Source: RIL letter to director-general of
Hydrocarbons dated 22 May 2009
According to an oil and gas analyst, the transportation and marketing cost, which is a major aspect of pricing, cannot be ignored in arriving at the final cost. Says a senior official in the ministry of petroleum and gas: “At $4.20, the government had quoted the well head price. RNRL would still have had to pay $6 per mBtu when you add the cost for transportation and marketing. At $2.34, RNRL would have to shell out $3.93 per mBtu for transporting it to Dadri,” says the official. But one of the arguments against the Bombay High Court order is that the RIL shareholder has lost value. However, as per the original plan of partition between brothers, RIL shareholders received 100 shares each of Reliance Communication Ventures and RNRL for every 100 RIL shares held. By that logic, “If an RIL shareholder has lost in this decision, the same shareholder has benefited from the RNRL shares,” says a senior executive of Anil Dhirubahi Ambani Group (ADAG).
Secondly, if RNRL had signed the gas agreement for 3,500-MW Dadri power project by 2006, it would have been up and running. If it had done the financial closure, then RIL would have made huge margins by now.

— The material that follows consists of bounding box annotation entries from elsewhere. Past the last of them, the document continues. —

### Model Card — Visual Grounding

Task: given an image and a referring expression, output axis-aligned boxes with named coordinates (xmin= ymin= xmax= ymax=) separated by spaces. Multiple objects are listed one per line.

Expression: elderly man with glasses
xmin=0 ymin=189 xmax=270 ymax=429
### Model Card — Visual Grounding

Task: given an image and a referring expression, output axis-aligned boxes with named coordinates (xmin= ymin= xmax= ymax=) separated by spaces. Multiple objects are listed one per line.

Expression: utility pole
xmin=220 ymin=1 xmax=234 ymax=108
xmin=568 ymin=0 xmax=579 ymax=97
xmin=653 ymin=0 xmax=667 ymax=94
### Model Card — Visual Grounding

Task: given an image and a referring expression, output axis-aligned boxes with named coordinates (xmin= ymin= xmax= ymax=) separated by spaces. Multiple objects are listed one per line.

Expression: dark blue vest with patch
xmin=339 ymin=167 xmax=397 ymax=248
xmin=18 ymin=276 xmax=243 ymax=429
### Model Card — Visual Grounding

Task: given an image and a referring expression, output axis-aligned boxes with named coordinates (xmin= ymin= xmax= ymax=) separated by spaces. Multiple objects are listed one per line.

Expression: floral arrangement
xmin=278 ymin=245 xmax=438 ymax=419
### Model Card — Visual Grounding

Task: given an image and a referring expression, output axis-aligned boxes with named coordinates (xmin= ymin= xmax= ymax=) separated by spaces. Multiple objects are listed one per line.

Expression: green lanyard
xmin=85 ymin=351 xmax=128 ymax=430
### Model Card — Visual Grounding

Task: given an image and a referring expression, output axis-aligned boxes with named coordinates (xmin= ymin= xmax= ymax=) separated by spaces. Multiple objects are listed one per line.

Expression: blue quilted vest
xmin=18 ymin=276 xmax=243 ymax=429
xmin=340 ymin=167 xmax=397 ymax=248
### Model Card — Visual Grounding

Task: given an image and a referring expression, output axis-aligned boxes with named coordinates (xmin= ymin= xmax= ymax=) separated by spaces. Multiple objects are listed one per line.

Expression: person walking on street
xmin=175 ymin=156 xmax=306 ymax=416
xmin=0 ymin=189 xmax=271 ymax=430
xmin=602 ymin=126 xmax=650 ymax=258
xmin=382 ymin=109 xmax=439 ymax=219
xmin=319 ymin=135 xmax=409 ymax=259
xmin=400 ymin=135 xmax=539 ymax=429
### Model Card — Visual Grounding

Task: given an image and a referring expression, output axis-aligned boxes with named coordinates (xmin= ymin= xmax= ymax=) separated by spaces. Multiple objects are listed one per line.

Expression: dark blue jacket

While the battle for gas between the Ambani brothers is likely to continue for a few more months, the Bombay High Court order has identified two winners — Kokilaben Dhirubhai Ambani and the shareholders of both RNRL and RIL. While the court has upheld the peace treaty signed on 18 June 2005 brokered by Kokilaben as sacrosanct, it is also evident that shareholders of both the companies benefit.
But the court has also opened another window of opportunity for the Ambani brothers to bury their hatchet for higher mutual and shareholders’ gains. The contract commences the day gas starts to flow into any of the power projects owned by ADAG. However, will RIL blink? According to legal experts, Mukesh’s group will not come to the negotiating table, and will opt to fight.
They also feel that it could probably be one of the shortest fights, in terms of time taken to deliver a judgement, at the Supreme Court. “It is a case where both parties will struggle with new evidences; such cases are disposed of quickly,” says a corporate lawyer with a leading law firm in New Delhi.
Amidst the ongoing legal battle between the Ambani brothers on the gas issue, the government is preparing the ground for its intervention. The question that begs an answer is: should the government get involved in adjudication of a treaty that is essentially a private (family) treaty? Considering that the various New Exploration and Licensing Policies have failed to attract any significant foreign player, it would do well to stay away from the issue, if it wishes to make this sector attractive.